The direction brings the ref data construction surface to C# parity — the 1 way today → 5–6 principled birth-shapes, contained to ref data:

  • Overloaded init — multiple blocks distinguished by signature (exact-match resolution; ambiguity is an error, no C#-style “better conversion” ranking).
  • : this(...) delegation — a secondary init chains to a sibling (the dual of today’s : base(...)).
  • Default + named argumentsconnect("localhost", useTls: false); the main “vary one input” tool, so most cases need no overload. E# materializes defaults at the call site, and also emits [Optional] / .param so a C# caller sees them.
  • required fields — a composite literal must supply them; omission becomes an error, emitted with [RequiredMember] for C# interop.
  • Deconstruct — the inverse of positional construction, so let (a, b) = point works from E# and C# (today only tuples destructure, via .ItemN).
  • Sub-public constructor visibilityprivate / protected constructors, for factory-enforced or base-only construction.

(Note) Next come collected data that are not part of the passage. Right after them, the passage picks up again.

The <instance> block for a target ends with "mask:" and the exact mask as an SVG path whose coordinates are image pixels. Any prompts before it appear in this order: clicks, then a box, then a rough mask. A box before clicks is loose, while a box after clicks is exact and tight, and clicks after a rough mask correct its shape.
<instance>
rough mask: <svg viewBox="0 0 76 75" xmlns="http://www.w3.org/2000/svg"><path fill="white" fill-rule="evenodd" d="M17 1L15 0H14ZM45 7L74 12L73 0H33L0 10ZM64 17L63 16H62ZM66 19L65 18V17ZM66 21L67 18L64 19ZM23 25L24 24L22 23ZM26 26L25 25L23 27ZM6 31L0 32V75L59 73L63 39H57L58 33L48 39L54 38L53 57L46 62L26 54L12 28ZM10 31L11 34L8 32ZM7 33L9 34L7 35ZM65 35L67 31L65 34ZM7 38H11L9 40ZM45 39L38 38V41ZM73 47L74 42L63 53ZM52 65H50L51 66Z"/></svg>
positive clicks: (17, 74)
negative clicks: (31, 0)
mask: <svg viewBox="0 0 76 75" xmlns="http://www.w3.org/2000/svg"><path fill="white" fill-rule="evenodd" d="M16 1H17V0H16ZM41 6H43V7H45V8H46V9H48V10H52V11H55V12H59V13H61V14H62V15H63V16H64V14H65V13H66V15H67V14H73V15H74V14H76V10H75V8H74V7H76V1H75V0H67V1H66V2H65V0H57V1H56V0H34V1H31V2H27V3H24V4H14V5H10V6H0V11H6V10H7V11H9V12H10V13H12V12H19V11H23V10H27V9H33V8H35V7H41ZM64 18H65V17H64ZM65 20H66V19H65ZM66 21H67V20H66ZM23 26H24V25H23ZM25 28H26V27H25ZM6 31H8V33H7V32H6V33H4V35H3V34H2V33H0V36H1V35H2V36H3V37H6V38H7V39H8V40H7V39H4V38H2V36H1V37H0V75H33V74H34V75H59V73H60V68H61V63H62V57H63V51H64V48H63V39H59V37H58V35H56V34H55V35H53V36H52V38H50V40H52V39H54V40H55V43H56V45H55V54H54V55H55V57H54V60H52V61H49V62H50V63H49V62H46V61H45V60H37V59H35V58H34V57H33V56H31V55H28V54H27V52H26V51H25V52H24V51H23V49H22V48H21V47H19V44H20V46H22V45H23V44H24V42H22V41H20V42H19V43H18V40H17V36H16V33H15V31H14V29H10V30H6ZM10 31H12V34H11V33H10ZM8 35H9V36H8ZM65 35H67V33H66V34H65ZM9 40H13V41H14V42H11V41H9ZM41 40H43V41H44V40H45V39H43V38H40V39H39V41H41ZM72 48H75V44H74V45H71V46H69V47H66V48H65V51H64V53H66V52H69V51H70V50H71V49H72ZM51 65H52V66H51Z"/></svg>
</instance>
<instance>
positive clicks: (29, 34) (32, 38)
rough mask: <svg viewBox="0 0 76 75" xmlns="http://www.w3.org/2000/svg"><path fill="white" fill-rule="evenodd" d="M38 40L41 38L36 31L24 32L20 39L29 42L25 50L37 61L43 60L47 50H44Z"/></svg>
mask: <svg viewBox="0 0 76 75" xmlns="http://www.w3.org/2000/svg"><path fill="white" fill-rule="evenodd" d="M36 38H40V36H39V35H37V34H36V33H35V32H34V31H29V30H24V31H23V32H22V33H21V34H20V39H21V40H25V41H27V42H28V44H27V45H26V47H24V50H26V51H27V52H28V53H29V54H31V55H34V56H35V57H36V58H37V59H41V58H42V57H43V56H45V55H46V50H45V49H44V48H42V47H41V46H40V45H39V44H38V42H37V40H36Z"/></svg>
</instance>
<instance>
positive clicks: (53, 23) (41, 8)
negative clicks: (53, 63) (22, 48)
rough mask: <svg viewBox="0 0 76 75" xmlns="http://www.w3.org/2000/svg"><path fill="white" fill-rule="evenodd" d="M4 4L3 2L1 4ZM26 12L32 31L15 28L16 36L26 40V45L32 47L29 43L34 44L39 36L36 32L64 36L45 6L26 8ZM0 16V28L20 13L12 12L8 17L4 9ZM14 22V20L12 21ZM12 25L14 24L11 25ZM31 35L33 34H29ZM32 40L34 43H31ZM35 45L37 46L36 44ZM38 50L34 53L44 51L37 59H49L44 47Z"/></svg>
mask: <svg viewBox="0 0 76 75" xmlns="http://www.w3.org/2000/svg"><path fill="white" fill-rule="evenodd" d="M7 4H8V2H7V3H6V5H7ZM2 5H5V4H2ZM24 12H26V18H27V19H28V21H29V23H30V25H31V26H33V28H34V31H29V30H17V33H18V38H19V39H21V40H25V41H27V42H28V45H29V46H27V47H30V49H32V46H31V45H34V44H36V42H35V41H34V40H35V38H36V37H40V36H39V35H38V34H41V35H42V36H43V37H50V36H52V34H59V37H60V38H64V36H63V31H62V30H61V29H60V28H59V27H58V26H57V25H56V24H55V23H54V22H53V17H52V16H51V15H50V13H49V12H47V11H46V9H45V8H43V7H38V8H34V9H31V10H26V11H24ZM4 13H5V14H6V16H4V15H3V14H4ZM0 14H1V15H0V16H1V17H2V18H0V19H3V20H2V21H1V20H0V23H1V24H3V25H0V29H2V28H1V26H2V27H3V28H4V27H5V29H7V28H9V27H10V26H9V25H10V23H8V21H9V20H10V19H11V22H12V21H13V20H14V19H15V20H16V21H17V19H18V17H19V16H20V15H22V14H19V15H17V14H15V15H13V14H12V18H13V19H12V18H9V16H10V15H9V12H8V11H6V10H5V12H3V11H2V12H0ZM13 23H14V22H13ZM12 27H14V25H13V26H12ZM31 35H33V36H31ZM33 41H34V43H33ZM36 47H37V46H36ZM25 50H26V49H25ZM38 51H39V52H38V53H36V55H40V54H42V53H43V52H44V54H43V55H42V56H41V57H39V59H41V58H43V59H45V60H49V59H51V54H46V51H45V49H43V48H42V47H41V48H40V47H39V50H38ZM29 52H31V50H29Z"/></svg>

It dovetails with DI: a single-ctor ref data is unambiguous for ActivatorUtilities, so overloading is opt-in for types that genuinely have distinct birth shapes — a registered service stays single-ctor (or annotates [ActivatorUtilitiesConstructor]).

The bigger ergonomic win, separate from the parity batch: a ref data declares its construction parameters in a header, and any parameter used in a method body is captured — the compiler synthesizes the backing field, with no field declaration and no self.x = x:

ref data UserService(store: IUserStore, cache: ICache, maxRetries: int) {
func lookup(id: Guid) -> Result<User, DbError> {
let hit = cache.get(id) // captured — a field is synthesized because it is used here
if hit != nil { return ok(hit) }
return store.find(id)
}
}

Capture is on-use: a header parameter referenced only in init / field defaults stays a plain parameter and produces no field (no courier). Synthesized fields are let and non-public; the header is the primary constructor, and an explicit init becomes a secondary that delegates with : this(...). Constructor-injected dependencies — the single largest source of boilerplate — collapse from three mentions to one. (Value data keeps its positional data Vec2(x, y) DTO form, deliberately distinct.)

Firmer but smaller, in passing:

  • Dependency injection — first-class Microsoft.Extensions.DependencyInjection: services are ref data with init(deps), interface registration rides nominal conformance, no E# container.
  • Leaner concurrency stdlibJob retired; task func returns Task<T>; the stdlib keeps only what the BCL lacks (Result, select, TaskScope).
  • Newline-insignificant parameter & argument lists — a newline separates like a comma inside ( … ).
  • More auto-derivesorder / hash / json / convert via a user-extensible provider, plus a must_use warning on a discarded Result.
  • C#-facing extension methods — a non-escaping pointer-receiver function emitted with [Extension], so a C# consumer calls v.Bump() instead of Host.bump(ref v).
  • open as an .esproj opt-in — E#‘s OO stance is that a class is either abstract or sealed; open ref data (both instantiable and inheritable) is the deliberate exception, so it becomes an explicit project setting, disabled by default — explicitness over habit.

(Earlier and rougher — impl Trait opaque returns, typestate-style markers — are parked.)

The corpus is the contract, and it grows fast — the working target is ~500–1,000 new tests per week, more when the work shifts to focused, dogfooded programs. E# is increasingly written in E#: the corpus extractor that produced the published corpus is an E# program, and the language server is being rewritten in it. The corpus and this specification track that growth.